口下手克服の第一歩


人間にとっては「話す」という行為は、「歩く」「食べる」という行為と同様で、極めて日常的な行為に他なりません。ところが歩行や食事が下手だと悩む人は、殆ど存在しません。これと比較すると、自称「口下手」や「話下手」等、「話す」行為を不得手と思い込む人は、何故かと思う程に大勢いるものです。

実際には自身の事を「口下手」「話下手」と悩む人は、「話す」行為を意識し過ぎるからだと言われています。


或いは「私は話が上手だと、人から思われたい。」という自意識が、「あがる」という現象を産み出しているとも解釈出来ます。もしここで「人から何と思われようと、何かのエネルギー(神様?)が代理人の私の身体を使って話をするだけ。」と信じたら、「あがり」等は完全に吹き飛んでしまうとも言えるのです。

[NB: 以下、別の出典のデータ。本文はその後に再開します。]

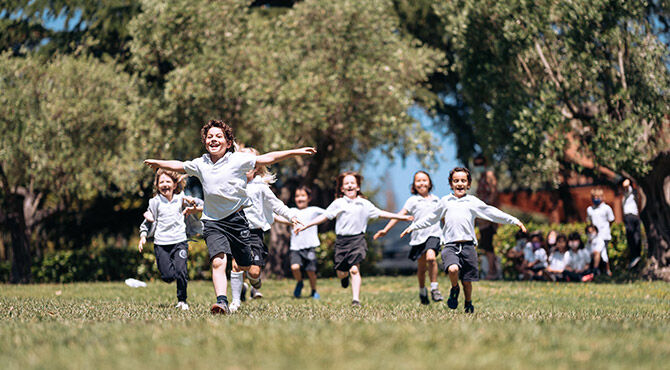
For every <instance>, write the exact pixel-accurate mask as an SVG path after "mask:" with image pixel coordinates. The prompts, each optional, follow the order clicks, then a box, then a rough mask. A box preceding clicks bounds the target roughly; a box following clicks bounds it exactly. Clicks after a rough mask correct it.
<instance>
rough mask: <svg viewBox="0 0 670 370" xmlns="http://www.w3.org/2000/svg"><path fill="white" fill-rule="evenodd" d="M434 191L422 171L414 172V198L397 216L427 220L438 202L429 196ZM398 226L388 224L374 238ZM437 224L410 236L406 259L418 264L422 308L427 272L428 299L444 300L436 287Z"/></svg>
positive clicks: (377, 236) (436, 267)
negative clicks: (411, 216)
mask: <svg viewBox="0 0 670 370" xmlns="http://www.w3.org/2000/svg"><path fill="white" fill-rule="evenodd" d="M432 190H433V181H432V180H431V178H430V175H428V173H427V172H425V171H417V172H416V173H415V174H414V181H413V182H412V187H411V193H412V194H413V195H412V196H411V197H409V199H407V201H406V202H405V205H404V206H403V207H402V209H401V210H400V212H398V214H400V215H407V214H409V215H412V216H413V217H414V219H415V220H418V219H422V218H425V217H428V216H430V214H431V212H433V209H435V207H436V206H437V204H438V203H439V202H440V198H438V197H437V196H435V195H434V194H432V193H431V191H432ZM397 223H398V221H397V220H391V221H389V222H388V224H386V226H385V227H384V228H383V229H381V230H379V231H378V232H377V233H376V234H375V236H374V238H375V239H378V238H380V237H382V236H384V235H386V233H388V232H389V230H391V228H392V227H393V226H395V225H396V224H397ZM440 233H441V229H440V222H439V220H438V222H436V223H435V224H433V225H432V226H429V227H427V228H425V229H421V230H418V231H417V232H415V233H412V235H411V239H410V241H409V245H410V246H411V247H412V248H411V250H410V251H409V256H408V257H409V259H411V260H412V261H417V259H418V261H417V270H416V276H417V278H418V280H419V300H420V301H421V304H429V303H430V300H429V299H428V290H427V289H426V269H427V270H428V277H429V278H430V295H431V298H433V301H435V302H439V301H442V300H443V299H444V298H443V297H442V293H440V291H439V289H438V284H437V259H436V257H437V254H438V253H440Z"/></svg>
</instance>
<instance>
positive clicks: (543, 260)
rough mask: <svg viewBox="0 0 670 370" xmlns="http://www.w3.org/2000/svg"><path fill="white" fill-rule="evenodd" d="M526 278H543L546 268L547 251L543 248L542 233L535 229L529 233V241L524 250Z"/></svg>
mask: <svg viewBox="0 0 670 370" xmlns="http://www.w3.org/2000/svg"><path fill="white" fill-rule="evenodd" d="M524 259H525V260H526V268H527V269H528V274H529V275H528V278H529V279H531V280H544V270H545V269H546V268H547V251H546V250H545V249H544V245H543V238H542V233H541V232H539V231H537V232H534V233H532V234H530V242H529V243H528V244H527V245H526V249H525V251H524Z"/></svg>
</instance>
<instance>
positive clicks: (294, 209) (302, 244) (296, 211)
mask: <svg viewBox="0 0 670 370" xmlns="http://www.w3.org/2000/svg"><path fill="white" fill-rule="evenodd" d="M291 211H293V212H295V217H296V218H297V219H298V221H300V222H302V224H303V225H306V224H307V223H309V222H310V221H312V220H313V219H315V218H316V217H319V216H321V215H322V214H324V213H326V210H325V209H323V208H320V207H305V208H303V209H298V208H291ZM320 244H321V241H320V240H319V229H318V227H317V226H316V225H314V226H311V227H308V228H307V229H305V230H303V231H301V232H300V233H298V235H295V233H294V232H291V248H290V249H291V250H292V251H299V250H301V249H307V248H314V247H318V246H319V245H320Z"/></svg>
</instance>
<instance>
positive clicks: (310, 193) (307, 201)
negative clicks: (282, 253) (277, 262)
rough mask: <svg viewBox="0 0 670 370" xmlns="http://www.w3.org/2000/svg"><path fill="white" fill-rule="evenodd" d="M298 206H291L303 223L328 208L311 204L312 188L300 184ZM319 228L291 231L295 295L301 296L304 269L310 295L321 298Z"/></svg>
mask: <svg viewBox="0 0 670 370" xmlns="http://www.w3.org/2000/svg"><path fill="white" fill-rule="evenodd" d="M293 199H294V200H295V205H296V207H297V208H291V210H292V211H294V212H295V215H296V217H297V219H298V221H300V222H301V223H307V222H308V221H310V220H312V219H314V218H316V217H318V216H321V215H323V214H324V213H325V212H326V210H325V209H323V208H320V207H315V206H310V205H309V202H310V200H311V199H312V190H311V189H310V188H308V187H307V186H304V185H302V186H298V188H297V189H295V194H294V198H293ZM318 232H319V231H318V229H317V227H316V226H312V227H310V228H307V229H305V230H303V231H302V232H301V233H299V234H296V233H291V248H290V251H289V255H290V260H291V272H292V273H293V277H294V278H295V280H296V284H295V289H293V296H294V297H296V298H300V296H301V294H302V288H303V286H304V283H303V281H302V278H303V276H302V270H303V269H304V270H305V272H306V273H307V277H308V278H309V285H310V287H311V288H312V292H311V293H310V297H312V298H313V299H319V298H321V296H320V295H319V293H318V292H317V291H316V268H317V265H316V263H317V260H316V247H318V246H319V245H321V241H320V240H319V234H318Z"/></svg>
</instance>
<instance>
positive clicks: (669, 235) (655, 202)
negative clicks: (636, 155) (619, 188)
mask: <svg viewBox="0 0 670 370" xmlns="http://www.w3.org/2000/svg"><path fill="white" fill-rule="evenodd" d="M651 164H652V170H651V172H649V174H647V175H646V176H644V177H643V178H642V179H641V180H640V181H638V184H639V185H640V187H641V188H642V191H643V192H644V195H645V196H646V205H645V207H644V209H643V210H642V212H641V214H640V216H641V217H640V218H641V219H642V222H643V223H644V227H645V230H646V232H647V243H648V255H649V264H648V266H647V269H646V271H645V276H647V277H649V278H652V279H663V280H665V281H670V151H666V152H662V153H661V154H660V155H659V156H658V157H656V159H654V160H653V161H652V163H651Z"/></svg>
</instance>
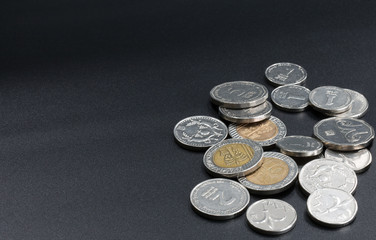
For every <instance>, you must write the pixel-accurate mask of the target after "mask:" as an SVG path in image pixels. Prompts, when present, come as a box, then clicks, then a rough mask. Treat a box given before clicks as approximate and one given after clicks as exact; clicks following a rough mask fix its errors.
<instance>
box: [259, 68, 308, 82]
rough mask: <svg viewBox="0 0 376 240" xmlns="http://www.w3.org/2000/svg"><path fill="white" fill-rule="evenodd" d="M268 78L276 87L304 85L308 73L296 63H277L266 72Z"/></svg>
mask: <svg viewBox="0 0 376 240" xmlns="http://www.w3.org/2000/svg"><path fill="white" fill-rule="evenodd" d="M265 76H266V78H267V79H268V80H269V81H270V83H271V84H273V85H275V86H281V85H287V84H299V85H301V84H303V83H304V81H305V80H306V79H307V72H306V70H304V68H302V67H301V66H299V65H297V64H294V63H286V62H284V63H275V64H273V65H271V66H269V67H268V68H267V69H266V71H265Z"/></svg>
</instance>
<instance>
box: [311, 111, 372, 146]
mask: <svg viewBox="0 0 376 240" xmlns="http://www.w3.org/2000/svg"><path fill="white" fill-rule="evenodd" d="M313 133H314V135H315V136H316V137H317V138H318V139H320V140H321V141H322V142H323V143H324V145H325V146H326V147H327V148H330V149H333V150H339V151H354V150H358V149H362V148H365V147H367V146H368V145H369V144H370V143H371V142H372V140H373V138H374V137H375V131H374V129H373V127H372V126H371V125H369V124H368V123H367V122H365V121H363V120H359V119H355V118H327V119H324V120H321V121H320V122H318V123H316V125H315V126H314V128H313Z"/></svg>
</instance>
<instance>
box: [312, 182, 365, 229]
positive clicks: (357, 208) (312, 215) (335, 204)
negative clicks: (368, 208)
mask: <svg viewBox="0 0 376 240" xmlns="http://www.w3.org/2000/svg"><path fill="white" fill-rule="evenodd" d="M307 209H308V213H309V215H310V216H311V217H312V219H313V220H314V221H316V222H318V223H320V224H322V225H325V226H328V227H342V226H345V225H347V224H349V223H351V222H352V221H353V220H354V219H355V216H356V213H357V211H358V204H357V202H356V200H355V198H354V197H353V196H352V195H351V194H350V193H348V192H346V191H343V190H339V189H332V188H324V189H318V190H316V191H314V192H313V193H312V194H311V195H310V196H309V197H308V199H307Z"/></svg>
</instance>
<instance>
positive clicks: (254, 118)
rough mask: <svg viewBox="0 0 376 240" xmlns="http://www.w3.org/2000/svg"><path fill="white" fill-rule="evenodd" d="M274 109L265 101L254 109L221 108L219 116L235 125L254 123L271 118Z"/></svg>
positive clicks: (268, 103)
mask: <svg viewBox="0 0 376 240" xmlns="http://www.w3.org/2000/svg"><path fill="white" fill-rule="evenodd" d="M272 109H273V107H272V104H270V102H268V101H265V102H264V103H262V104H260V105H258V106H256V107H252V108H242V109H231V108H224V107H219V115H220V116H221V117H222V118H223V119H226V120H227V121H230V122H234V123H254V122H260V121H262V120H265V119H267V118H269V117H270V115H271V114H272Z"/></svg>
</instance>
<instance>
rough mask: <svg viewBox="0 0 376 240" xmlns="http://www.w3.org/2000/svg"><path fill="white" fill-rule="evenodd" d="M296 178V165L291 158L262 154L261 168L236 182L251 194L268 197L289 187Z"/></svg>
mask: <svg viewBox="0 0 376 240" xmlns="http://www.w3.org/2000/svg"><path fill="white" fill-rule="evenodd" d="M297 176H298V165H297V164H296V162H295V161H294V160H293V159H292V158H290V157H288V156H286V155H284V154H281V153H277V152H264V154H263V160H262V165H261V167H260V168H259V169H257V170H256V171H254V172H253V173H251V174H249V175H247V176H245V177H240V178H238V181H239V182H240V183H241V184H242V185H243V186H245V187H246V188H248V190H249V191H250V192H251V193H255V194H260V195H270V194H276V193H280V192H283V191H284V190H286V189H288V188H289V187H291V186H292V185H293V184H294V183H295V180H296V177H297Z"/></svg>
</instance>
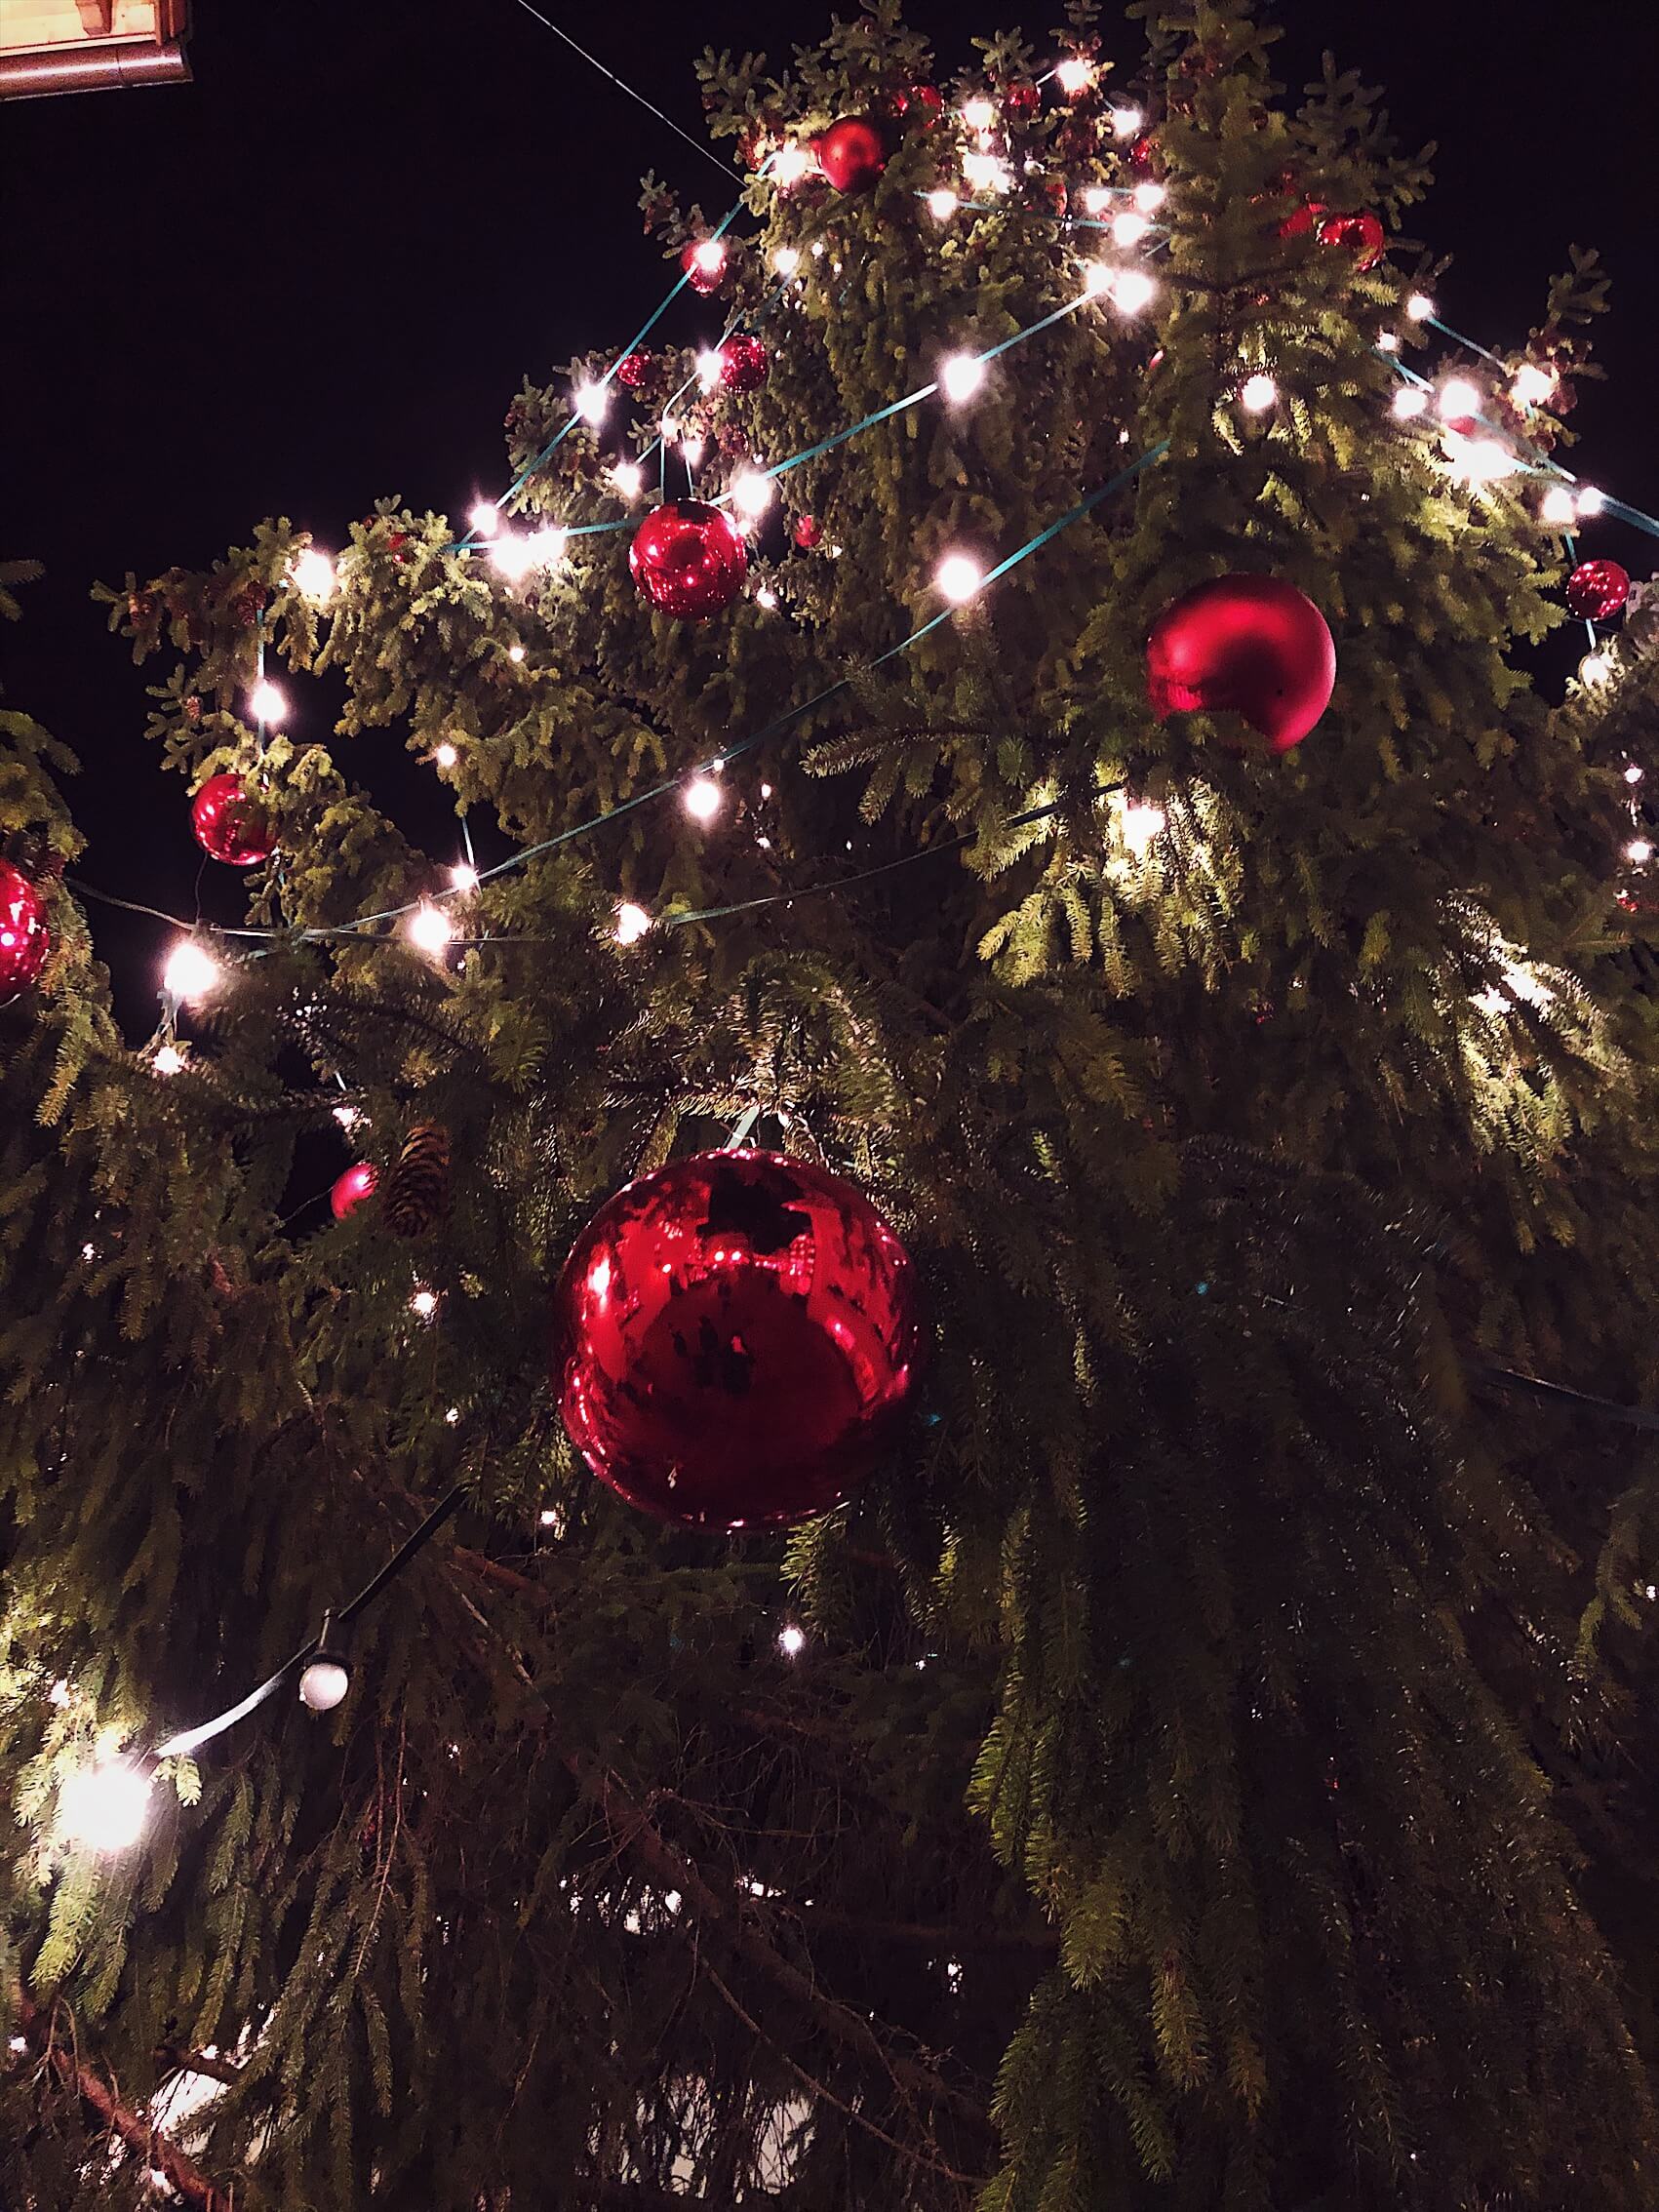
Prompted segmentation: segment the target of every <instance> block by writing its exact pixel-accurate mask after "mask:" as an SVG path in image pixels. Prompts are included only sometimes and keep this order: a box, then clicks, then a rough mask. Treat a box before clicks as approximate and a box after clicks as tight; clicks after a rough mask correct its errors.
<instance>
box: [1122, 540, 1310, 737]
mask: <svg viewBox="0 0 1659 2212" xmlns="http://www.w3.org/2000/svg"><path fill="white" fill-rule="evenodd" d="M1334 686H1336V646H1334V644H1332V633H1329V628H1327V624H1325V617H1323V615H1321V611H1318V608H1316V606H1314V602H1312V599H1307V597H1303V593H1301V591H1296V588H1294V586H1292V584H1283V582H1281V580H1279V577H1274V575H1223V577H1217V582H1212V584H1199V588H1197V591H1188V593H1186V595H1183V597H1181V599H1175V604H1172V606H1166V608H1164V613H1161V615H1159V617H1157V622H1155V624H1152V635H1150V637H1148V641H1146V692H1148V697H1150V701H1152V710H1155V714H1157V719H1159V721H1166V719H1168V717H1170V714H1183V712H1206V714H1217V712H1223V714H1241V717H1243V719H1245V721H1248V723H1250V728H1252V730H1259V732H1261V734H1263V737H1265V739H1267V743H1270V745H1272V750H1274V752H1290V748H1292V745H1301V741H1303V739H1305V737H1307V732H1310V730H1312V728H1314V723H1316V721H1318V717H1321V714H1323V712H1325V708H1327V706H1329V697H1332V688H1334Z"/></svg>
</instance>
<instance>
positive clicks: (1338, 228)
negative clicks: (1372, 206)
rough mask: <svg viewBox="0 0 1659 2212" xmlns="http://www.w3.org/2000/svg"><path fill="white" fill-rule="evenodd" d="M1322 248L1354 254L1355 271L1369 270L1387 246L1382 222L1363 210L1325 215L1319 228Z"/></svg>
mask: <svg viewBox="0 0 1659 2212" xmlns="http://www.w3.org/2000/svg"><path fill="white" fill-rule="evenodd" d="M1318 243H1321V246H1343V248H1345V250H1347V252H1352V254H1354V268H1356V270H1371V268H1376V263H1378V261H1380V259H1383V252H1385V248H1387V243H1389V239H1387V232H1385V230H1383V223H1380V221H1378V219H1376V217H1374V215H1371V210H1369V208H1363V210H1360V212H1358V215H1327V217H1325V221H1323V223H1321V226H1318Z"/></svg>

然しながら「苦手」という意識に苛まれて、余計に緊張して話が不自然になっている人にとっては、何とか救いの手を差し伸べなくてはなりません。

ところが上手な話し方を習得する為には、逆に自身の話し方を意識する過程が第一歩になるのだそうです。即ち、今迄は無意識下にあった自分の話し方を、ここで初めて意識的に自覚するのです。この様に自分の話し方が客観的に掴めれば、何処を治せば良いのかは一目瞭然です。この結果自分の特徴を確認して、不得手な項目から矯正するのが、上手な話し方への道だと言われます。

とかく訓練と聞くと、身構える人が多いかも知れません。然しながらプロのアナウンサーでも、訓練を受ける前の段階では、不自然な部分があったに違いないのです。この様に話す行為を得意とするプロであっても、訓練しなければ上手に話せる訳がありません。それならば求められる程度こそ違えども、一般人でも話が上手になりたければ、やはり一定のレヴェルの訓練は必要になるのです。

この様に、自身の話し方の癖を知り、少し治しながら話す様になるだけでも、人に与える印象は格段に違って来る筈です。
そこで「話が苦手だから得意になりたい!」等決して身構えないで、先ずは自らの話し方を、客観的に意識する段階から始めたいものです。出来れば自分の話す場面をビデオ撮影して、この音声付き動画を再生して視聴すれば、抜群の効果があるのではないでしょうか。